Abortion is the most difficult medical procedure for most women in this country to obtain. A woman can only get an abortion in 12% of counties in the entire United States. That means that in 88% of United States counties, access to a constitutionally protected medical procedure is impossible to find. What good is a right if you cannot exercise it? Women are constantly told we’re either too stupid, too selfish, too ignorant, too thoughtless, too confused to make decisions about our own bodies and our own health. And yet, whenever we speak up about this, whenever we get loud, there’s a problem. Have you noticed this? Women aren’t allowed to get angry. When we get angry it means we’re crazy. Have you noticed this? We’re not even allowed to speak at a Congressional hearing we’ve been invited to testify at. Instead, we get lectured. We get lectured about consequences. Well, let me tell you something. We know the consequences of life without contraception and abortion services. We know the consequences of not having access to abortion and birth control and breast cancer screenings and pap smears. We know the consequences because we are the ones who die without them. No one knows it better than us, baby. The consequences are clear to us, even if they’re not clear to Darrell Issa or whoever: higher infant mortality, lower economic status, less political participation, lower education levels for women and their children, higher rates of maternal mortality, higher rates of death from unsafe, illegal abortion. In countries where the legal rights of women are denied, society suffers. All you need to do is look around you. Look at the world. Look at reality. We’re not making it up, ok? We’re not conjuring this.

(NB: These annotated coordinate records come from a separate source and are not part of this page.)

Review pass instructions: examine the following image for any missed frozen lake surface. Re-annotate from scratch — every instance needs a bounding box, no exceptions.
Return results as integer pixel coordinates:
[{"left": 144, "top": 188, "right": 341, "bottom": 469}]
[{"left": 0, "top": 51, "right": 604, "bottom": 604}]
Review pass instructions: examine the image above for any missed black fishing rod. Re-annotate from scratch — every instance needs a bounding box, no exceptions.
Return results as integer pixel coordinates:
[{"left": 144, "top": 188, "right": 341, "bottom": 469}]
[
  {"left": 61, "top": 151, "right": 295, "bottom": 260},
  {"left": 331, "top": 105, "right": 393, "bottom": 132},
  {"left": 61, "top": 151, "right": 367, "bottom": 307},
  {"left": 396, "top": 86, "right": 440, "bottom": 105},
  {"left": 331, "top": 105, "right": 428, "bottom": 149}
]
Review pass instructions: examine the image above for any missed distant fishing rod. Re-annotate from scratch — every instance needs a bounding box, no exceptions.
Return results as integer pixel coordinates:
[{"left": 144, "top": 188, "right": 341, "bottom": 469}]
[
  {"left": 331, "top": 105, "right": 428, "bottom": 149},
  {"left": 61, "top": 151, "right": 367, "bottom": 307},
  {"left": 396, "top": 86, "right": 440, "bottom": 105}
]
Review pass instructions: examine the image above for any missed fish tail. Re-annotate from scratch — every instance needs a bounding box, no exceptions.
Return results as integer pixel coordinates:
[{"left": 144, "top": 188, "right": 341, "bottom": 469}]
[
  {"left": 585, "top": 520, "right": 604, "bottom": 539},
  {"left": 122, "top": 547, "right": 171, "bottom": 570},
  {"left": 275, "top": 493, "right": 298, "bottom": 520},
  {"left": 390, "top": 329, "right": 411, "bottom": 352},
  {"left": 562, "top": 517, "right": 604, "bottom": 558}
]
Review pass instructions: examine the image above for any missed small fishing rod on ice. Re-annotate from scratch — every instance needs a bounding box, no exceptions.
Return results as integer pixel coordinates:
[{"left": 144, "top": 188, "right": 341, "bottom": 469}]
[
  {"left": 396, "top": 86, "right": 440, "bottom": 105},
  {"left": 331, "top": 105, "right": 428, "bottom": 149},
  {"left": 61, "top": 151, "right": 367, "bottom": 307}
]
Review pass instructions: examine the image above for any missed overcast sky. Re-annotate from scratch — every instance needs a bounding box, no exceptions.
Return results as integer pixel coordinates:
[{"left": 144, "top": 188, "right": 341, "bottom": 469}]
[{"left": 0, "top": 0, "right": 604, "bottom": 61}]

So today, I’m wearing that badge of honor. It used to be a badge of shame. An excoriation. Today, I am wearing that scarlet letter that they would make me wear in embarrassment, in shame about my body. And I’m going to wear it proudly. I will wear it for as long as I don’t have the right to own my own body. I will wear it for as long as women are forced to carry to term their unviable fetuses because their own rights come last. I will wear it as long as women who are raped are shamed again by being forced to bear their rapist’s children and call it a blessing. I will wear it as long as women who insist upon having their basic healthcare covered by insurance are called sluts. I will wear it as long as mothers who suffer ectopic pregnancies are called murderers because they want to save their own lives by getting medical treatment. I will wear it as long as teenage girls are told they can’t access birth control services and then get told they’re irresponsible whores when they get pregnant. I will wear it as long as women are forced to give up their rights of equal protection the moment they become pregnant. And in the meantime, I will be voting. I will be paying attention. I will be walking about the world talking with my friends, taking note of those who would keep me in the dark ages. We will be paying attention: to local elections, school boards, city councils, seemingly meaningless local bills that we know become models for national legislation because they do. We will be paying attention. We will be engaged. We will be vigilant because look what happens when we aren’t. I do not want my daughters fighting this same fight twenty, forty, fifty years from now. Do you? Get up! Stand up! Stay up! Get loud! Make the decision: who owns your body? You? Or the state? You.
Thank you so much for coming. Stay involved.